A museum called The Box has just been named the best in Britain, which is a good result for anyone tired of cultural spaces that feel like they were designed mainly for architects, funders and people who say “activation” with a straight face.
The Box is in Plymouth. It is part museum, part gallery, part archive, and it has just won the 2026 Art Fund Museum of the Year, the UK’s biggest museum prize. It holds more than two million objects and records connected to Plymouth’s history, and since opening in 2020 it has brought in more than 1.3 million visitors.
That is the first good sign. People actually go.
There is a particular kind of museum that seems more interested in being admired than used. You know the type. Beautiful foyer, serious signage, one enormous staircase, a café that sells a sandwich with too many adjectives. Everyone walks a bit slower than usual because the building has made them feel underdressed. You leave thinking it was probably important, even if you are not entirely sure whether you enjoyed yourself.
The Box sounds like something else. Not small, exactly. Not quiet. But civic. It is trying to tell the story of a place to the people who live there, without making the whole thing feel like homework. According to the Art Fund judges, it has worked with 89% of the city’s schools and run community projects that pull people in rather than wait for them to become “museum audiences”, which is usually code for people who already know how to behave in a museum.
That feels worth backing.
The best cultural places do not just display things. They give a city somewhere to put itself. Its odd objects, old photos, naval bits, local heroes, uncomfortable histories, school trips, rainy afternoons, bored teenagers, proud grandparents, all of it. A good museum lets people recognise where they are from without turning the place into a brochure.
That is harder than it sounds. Make it too worthy and nobody wants to go. Make it too glossy and it stops feeling like theirs. Make it too clever and half the city quietly opts out.
The Box seems to have landed in a better spot. A big public room with enough ambition to win a major prize, but enough local gravity to matter outside the prize ceremony. That is the bit to like. Not the award by itself. Awards are nice, but they can make anything sound more polished than it is.
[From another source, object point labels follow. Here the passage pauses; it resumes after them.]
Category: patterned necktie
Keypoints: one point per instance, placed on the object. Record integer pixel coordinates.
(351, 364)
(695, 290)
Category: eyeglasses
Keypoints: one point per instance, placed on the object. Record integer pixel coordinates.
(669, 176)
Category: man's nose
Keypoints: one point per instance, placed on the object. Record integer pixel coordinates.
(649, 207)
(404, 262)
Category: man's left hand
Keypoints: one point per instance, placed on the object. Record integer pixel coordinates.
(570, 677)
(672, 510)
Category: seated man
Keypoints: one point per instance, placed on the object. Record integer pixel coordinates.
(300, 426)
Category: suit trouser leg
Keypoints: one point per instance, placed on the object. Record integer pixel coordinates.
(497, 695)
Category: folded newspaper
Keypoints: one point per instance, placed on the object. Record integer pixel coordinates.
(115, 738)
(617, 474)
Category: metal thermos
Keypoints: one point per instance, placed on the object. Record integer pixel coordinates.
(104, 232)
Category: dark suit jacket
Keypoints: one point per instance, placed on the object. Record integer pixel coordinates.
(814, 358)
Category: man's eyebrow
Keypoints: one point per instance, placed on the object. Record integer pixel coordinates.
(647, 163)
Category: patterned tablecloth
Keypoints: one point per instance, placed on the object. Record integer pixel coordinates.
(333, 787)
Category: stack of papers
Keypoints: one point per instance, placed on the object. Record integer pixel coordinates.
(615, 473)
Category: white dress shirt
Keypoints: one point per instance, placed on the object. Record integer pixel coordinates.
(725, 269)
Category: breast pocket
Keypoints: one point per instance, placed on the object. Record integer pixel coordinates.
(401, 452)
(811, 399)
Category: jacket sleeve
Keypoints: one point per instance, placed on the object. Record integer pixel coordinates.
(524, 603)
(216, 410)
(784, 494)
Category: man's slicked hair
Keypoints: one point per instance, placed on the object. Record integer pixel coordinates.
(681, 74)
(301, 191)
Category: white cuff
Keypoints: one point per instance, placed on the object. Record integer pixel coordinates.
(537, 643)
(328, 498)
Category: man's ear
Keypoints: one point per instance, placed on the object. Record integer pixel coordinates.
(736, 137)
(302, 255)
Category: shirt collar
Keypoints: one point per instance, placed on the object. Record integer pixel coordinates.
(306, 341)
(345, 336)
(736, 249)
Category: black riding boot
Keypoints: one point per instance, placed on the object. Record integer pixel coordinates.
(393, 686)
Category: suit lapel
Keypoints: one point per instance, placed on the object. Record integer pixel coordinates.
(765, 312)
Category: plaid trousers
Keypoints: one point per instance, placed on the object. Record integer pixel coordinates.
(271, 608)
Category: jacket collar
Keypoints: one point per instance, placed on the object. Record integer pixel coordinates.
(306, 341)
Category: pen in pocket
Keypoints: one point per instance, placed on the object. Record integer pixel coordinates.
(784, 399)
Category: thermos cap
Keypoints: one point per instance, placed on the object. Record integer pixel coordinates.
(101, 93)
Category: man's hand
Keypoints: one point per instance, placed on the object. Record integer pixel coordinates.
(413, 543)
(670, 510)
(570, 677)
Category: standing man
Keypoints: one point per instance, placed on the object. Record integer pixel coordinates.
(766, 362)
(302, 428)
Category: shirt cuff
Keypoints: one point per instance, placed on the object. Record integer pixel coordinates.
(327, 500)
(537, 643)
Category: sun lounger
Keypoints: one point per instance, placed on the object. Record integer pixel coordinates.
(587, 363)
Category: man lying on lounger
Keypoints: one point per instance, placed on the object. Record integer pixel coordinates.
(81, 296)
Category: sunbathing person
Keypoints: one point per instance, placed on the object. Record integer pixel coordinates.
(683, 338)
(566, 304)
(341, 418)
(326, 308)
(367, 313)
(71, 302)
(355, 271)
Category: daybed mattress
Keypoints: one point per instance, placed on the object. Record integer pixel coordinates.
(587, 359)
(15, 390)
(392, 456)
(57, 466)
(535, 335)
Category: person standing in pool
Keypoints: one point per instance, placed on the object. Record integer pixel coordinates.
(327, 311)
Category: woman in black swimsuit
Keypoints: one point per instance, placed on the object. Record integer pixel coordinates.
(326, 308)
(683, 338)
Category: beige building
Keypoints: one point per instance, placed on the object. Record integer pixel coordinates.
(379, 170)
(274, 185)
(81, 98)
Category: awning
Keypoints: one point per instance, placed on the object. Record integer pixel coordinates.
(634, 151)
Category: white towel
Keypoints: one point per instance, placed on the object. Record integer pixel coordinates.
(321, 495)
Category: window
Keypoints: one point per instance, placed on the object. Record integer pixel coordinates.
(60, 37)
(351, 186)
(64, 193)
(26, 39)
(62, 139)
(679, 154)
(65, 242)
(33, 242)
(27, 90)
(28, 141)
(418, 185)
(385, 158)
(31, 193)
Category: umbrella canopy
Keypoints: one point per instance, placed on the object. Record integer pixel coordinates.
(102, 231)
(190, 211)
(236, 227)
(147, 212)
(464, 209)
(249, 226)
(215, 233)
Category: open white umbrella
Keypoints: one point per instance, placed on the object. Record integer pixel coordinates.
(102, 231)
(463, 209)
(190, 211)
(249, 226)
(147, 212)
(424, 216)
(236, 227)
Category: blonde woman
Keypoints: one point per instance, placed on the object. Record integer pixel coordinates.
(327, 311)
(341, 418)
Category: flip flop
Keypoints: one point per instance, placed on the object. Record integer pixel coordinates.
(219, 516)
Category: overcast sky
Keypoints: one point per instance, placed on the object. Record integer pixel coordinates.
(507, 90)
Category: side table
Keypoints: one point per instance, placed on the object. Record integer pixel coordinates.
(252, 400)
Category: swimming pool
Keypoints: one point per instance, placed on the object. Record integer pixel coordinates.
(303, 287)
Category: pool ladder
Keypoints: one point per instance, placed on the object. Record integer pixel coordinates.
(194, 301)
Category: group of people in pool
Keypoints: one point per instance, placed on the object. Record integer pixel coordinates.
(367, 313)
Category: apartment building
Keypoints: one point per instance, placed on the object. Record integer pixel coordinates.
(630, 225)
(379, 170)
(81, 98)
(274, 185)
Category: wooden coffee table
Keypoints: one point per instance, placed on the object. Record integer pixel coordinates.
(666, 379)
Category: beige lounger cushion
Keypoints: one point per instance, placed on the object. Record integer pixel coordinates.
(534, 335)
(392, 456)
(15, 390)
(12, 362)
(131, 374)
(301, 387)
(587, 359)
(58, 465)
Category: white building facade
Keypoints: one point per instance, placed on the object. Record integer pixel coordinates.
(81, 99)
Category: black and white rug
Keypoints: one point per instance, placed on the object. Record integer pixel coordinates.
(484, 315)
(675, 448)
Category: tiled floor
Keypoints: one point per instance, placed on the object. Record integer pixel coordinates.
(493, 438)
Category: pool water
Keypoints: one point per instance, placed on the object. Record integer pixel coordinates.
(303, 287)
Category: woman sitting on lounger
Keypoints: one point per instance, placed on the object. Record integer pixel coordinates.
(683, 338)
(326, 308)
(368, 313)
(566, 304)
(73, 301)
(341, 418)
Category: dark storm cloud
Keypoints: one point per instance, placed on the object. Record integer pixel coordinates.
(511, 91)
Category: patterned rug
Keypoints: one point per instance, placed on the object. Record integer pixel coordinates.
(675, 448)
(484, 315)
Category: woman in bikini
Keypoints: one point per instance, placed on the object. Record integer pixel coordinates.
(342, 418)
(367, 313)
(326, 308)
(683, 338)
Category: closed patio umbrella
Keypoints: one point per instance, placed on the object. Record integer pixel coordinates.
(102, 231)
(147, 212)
The real win is a city museum people use.
New Zealand could probably take a note here. We are very good at arguing about whether culture is worth funding, usually in the most joyless possible terms. Too expensive, too niche, too elitist, too hard to measure. Then a place like this comes along and reminds everyone that culture is not some decorative extra you add once the proper work is done. It is one of the ways a city remembers what it is.
Not every museum needs to be cool. In fact, quite a few would be better if they stopped trying. Be useful. Be generous. Be specific. Give the kids something to point at. Give the locals a reason to come back. Give the city a room that feels like it belongs to them.
That is enough. Actually, it is a lot.